Sinyal yang dapat digunakan untuk navigasi, meskipun penggunaannya tidak dimaksudkan, dikenal oleh para ilmuwan di lapangan sebagai “sinyal peluang”. Mereka mungkin bergantung pada proses seperti efek dopplerdi mana gelombang diratakan atau diregangkan tergantung pada apakah gelombang tersebut bergerak menuju atau menjauhi suatu titik tertentu, untuk menentukan posisi dan kecepatan.
Dalam hal ini, para peneliti mengikat muatan antena ke balon cuaca dan mengirimkannya ke stratosfer (lapisan atmosfer bumi sekitar 4 hingga 31 mil (6 hingga 50 kilometer) di atas permukaan planet) untuk memposisikan diri di antara satelit dan menara dan bertujuan untuk mendeteksi sinyal masing-masing. Secara teori, muatan ini dapat bertindak sebagai sinyal darurat jika pilot kehilangan sinyal GPS.
Saat ini, peneliti harus menentukan secara manual satelit mana yang mengirimkan sinyal berdasarkan data referensi yang tersedia. Di masa depan, tim akan berupaya menggunakan algoritme yang memungkinkan muatan mengidentifikasi satelit secara otomatis dan kaitannya dengan posisi dan kecepatan pengguna secara real-time.
“Meskipun kami masih memproses data penerbangan, kami yakin temuan awal kami menunjukkan bahwa kami mendeteksi sinyal menara seluler pada ketinggian maksimum sekitar 82.000 kaki. [25,000 m]Kata Sanderson. “Jika sinyal ini cukup jelas untuk navigasi, maka secara signifikan akan mengubah apa yang kami pikir mungkin untuk navigasi alternatif.”

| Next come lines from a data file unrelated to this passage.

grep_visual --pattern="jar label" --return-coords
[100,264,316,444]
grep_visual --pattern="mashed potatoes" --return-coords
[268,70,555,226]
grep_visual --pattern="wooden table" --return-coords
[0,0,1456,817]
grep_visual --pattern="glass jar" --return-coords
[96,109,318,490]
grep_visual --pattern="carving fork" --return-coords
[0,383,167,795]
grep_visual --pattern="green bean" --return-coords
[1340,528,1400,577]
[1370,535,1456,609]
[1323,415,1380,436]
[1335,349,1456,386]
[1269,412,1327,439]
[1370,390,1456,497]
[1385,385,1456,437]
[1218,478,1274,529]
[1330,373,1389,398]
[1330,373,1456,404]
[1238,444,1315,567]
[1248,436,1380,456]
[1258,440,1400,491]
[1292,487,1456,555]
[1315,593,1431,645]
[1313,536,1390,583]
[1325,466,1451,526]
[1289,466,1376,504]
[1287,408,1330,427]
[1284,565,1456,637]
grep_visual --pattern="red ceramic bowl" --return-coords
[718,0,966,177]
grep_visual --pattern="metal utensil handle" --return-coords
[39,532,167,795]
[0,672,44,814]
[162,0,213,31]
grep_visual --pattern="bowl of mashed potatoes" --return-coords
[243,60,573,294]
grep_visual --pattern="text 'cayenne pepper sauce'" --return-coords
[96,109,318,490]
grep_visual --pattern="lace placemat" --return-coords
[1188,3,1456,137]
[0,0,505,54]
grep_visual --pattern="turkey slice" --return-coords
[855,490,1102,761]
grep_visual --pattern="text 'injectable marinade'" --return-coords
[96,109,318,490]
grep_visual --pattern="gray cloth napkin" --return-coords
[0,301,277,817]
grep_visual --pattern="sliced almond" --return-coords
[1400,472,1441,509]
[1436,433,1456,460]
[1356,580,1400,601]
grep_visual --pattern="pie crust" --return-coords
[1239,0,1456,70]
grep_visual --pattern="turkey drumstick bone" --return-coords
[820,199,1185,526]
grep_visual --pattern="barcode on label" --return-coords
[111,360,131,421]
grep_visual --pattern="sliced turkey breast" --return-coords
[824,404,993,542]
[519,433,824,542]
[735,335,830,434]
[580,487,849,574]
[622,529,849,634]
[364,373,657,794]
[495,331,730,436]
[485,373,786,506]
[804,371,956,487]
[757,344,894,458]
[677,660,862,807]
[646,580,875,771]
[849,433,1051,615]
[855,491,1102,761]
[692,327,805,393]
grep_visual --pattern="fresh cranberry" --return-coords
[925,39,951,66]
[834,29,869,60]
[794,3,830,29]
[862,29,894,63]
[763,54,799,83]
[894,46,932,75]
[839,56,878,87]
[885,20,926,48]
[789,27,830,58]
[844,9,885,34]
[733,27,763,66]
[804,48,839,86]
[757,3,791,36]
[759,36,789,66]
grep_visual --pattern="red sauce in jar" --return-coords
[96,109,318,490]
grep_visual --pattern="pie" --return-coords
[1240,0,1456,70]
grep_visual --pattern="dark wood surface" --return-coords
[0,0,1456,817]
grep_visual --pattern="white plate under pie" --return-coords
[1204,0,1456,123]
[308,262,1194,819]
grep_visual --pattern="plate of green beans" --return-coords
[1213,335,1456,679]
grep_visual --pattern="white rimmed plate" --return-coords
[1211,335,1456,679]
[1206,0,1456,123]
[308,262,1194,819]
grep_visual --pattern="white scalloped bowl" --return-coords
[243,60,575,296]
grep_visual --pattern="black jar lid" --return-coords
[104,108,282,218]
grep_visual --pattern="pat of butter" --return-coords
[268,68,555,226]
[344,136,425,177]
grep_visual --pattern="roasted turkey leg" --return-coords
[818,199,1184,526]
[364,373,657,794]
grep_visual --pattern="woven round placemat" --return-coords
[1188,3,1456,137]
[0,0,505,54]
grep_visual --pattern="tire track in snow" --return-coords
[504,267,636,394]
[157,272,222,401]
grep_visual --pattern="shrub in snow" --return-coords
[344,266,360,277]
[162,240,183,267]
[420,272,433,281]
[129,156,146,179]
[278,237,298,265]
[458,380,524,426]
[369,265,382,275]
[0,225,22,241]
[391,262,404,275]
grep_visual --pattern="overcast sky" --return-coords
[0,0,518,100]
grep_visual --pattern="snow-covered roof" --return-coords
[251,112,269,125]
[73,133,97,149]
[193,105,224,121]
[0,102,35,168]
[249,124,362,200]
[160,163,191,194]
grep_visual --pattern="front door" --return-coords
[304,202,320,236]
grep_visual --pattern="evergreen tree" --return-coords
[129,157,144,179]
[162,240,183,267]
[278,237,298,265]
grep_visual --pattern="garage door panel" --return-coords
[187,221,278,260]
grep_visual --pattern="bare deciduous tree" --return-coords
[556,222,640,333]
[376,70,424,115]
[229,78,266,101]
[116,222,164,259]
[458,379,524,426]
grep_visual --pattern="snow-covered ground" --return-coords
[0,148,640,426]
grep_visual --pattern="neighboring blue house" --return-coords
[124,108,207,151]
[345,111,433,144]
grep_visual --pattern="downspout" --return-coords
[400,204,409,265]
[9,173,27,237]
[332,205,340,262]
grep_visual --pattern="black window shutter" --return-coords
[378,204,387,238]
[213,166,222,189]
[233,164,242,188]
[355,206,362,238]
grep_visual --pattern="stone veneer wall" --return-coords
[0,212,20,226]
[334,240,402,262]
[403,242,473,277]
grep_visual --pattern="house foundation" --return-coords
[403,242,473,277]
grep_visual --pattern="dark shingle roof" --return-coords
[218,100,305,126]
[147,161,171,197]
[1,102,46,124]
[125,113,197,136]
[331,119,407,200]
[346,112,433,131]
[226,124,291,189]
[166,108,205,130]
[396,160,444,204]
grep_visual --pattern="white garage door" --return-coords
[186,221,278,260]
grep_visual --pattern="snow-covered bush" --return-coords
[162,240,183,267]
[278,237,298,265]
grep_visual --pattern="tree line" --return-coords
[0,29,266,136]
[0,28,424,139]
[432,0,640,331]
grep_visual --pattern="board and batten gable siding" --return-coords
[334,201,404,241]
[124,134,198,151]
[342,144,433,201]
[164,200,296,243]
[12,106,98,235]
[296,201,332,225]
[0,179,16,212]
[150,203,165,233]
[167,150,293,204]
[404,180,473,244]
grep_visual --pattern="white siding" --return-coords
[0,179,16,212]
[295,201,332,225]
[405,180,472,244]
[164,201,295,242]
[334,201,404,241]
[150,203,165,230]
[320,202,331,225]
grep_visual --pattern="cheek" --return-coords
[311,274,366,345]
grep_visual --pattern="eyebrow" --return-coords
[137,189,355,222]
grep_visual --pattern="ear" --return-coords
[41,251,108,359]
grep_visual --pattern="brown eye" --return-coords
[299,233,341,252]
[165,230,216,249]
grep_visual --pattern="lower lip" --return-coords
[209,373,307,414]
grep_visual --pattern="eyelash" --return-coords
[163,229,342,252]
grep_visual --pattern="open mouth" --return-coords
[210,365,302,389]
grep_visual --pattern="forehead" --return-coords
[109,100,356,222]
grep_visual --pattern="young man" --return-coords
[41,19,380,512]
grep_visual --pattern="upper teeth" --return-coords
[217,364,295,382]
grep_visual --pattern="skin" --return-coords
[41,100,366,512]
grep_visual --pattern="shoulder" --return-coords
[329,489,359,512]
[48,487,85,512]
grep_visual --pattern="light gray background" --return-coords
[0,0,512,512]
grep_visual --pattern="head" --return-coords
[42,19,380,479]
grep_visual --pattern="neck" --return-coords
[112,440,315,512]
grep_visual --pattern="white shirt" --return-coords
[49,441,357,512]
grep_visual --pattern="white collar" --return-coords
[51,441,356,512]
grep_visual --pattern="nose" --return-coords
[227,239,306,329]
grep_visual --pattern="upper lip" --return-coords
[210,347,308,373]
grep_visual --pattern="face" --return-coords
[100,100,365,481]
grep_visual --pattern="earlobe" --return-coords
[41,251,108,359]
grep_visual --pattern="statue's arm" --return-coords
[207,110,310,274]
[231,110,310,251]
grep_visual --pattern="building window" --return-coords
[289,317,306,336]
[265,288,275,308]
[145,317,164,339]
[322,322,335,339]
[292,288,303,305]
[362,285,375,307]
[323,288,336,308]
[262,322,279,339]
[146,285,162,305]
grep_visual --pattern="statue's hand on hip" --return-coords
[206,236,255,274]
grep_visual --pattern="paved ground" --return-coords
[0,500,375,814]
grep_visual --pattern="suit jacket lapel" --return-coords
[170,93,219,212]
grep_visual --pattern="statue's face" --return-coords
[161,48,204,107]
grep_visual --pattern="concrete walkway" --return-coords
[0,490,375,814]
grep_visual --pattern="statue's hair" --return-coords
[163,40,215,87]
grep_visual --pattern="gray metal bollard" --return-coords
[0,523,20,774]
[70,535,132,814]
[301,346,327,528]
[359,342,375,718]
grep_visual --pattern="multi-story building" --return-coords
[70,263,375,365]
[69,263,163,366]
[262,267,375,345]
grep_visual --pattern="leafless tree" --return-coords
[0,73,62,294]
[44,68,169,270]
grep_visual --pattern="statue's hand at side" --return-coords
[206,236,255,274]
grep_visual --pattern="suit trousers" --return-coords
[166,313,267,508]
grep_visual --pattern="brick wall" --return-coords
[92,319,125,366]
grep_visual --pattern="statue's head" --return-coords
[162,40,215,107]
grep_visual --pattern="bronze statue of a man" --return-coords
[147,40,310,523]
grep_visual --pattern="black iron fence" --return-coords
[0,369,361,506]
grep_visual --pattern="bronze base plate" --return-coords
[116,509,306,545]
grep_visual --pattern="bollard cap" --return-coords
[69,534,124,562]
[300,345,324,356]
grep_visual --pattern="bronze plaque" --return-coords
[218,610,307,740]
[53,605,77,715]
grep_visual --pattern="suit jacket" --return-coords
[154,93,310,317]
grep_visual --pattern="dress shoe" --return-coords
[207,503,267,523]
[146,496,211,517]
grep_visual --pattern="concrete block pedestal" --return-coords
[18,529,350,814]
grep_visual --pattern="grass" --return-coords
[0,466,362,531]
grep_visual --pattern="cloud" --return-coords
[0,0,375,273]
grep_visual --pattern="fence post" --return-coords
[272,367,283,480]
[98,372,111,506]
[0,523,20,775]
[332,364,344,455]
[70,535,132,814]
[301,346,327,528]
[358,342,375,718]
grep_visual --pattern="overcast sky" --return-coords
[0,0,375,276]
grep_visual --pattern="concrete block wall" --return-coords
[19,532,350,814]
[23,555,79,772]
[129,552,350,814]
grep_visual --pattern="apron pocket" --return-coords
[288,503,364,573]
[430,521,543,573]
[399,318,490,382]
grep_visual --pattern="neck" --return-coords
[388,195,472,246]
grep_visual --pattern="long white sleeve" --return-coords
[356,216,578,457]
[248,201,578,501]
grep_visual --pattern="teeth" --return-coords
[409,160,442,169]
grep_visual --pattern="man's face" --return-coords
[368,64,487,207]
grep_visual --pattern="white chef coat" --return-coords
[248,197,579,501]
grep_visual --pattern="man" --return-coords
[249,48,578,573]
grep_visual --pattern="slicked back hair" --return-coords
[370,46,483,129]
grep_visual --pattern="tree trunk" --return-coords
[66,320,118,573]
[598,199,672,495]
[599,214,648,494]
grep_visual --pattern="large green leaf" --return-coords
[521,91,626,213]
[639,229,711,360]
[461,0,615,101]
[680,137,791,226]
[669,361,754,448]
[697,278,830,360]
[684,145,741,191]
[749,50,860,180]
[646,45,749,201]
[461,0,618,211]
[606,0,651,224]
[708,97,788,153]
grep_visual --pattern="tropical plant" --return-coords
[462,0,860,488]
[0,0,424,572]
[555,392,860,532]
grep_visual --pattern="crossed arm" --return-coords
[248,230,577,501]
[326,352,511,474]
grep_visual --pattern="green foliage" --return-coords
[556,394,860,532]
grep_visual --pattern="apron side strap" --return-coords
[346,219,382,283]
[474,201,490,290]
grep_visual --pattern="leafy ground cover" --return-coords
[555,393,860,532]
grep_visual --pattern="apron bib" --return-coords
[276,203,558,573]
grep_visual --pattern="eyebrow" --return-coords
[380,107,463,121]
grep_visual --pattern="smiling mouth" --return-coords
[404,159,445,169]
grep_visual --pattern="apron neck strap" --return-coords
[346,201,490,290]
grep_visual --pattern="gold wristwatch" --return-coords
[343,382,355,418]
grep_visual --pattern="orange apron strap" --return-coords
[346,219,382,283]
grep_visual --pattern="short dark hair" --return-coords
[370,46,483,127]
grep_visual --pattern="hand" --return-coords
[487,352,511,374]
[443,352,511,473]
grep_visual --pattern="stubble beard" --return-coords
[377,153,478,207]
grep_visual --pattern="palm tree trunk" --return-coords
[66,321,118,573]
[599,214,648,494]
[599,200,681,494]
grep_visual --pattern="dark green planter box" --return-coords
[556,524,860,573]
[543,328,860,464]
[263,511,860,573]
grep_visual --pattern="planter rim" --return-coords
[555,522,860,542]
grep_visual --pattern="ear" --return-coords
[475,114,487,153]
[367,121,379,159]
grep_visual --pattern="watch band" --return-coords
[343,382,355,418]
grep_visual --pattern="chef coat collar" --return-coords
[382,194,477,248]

Pengujian teknologi sebelumnya dilakukan antara 5.000 dan 7.000 kaki (1.500 hingga 2.100 m), sementara proyek baru ini telah mengirimkan muatan hingga 80.000 kaki (24.300 m). Jika muatan tersebut dapat mengembalikan data navigasi dari ketinggian ini dengan andal, maka muatan tersebut dapat memberikan manfaat nyata bagi perjalanan udara.
Meskipun muatan melayang di ketinggian agar dapat menerima sinyal dengan lebih baik dari satelit komunikasi dan menara seluler yang terletak jauh di bawah tanah, metode ini bukanlah metode yang mudah dilakukan. Satelit memfokuskan gelombang radionya ke arah Bumi untuk memperoleh sinyal optimal di darat, sehingga penerimaan sinyal kuat pada ketinggian balon cuaca tidak terjamin.
Para peneliti perlu meningkatkan kemampuan dan kecepatan deteksi secara bertahap untuk memperhitungkan potensi kesalahan ini di masa depan.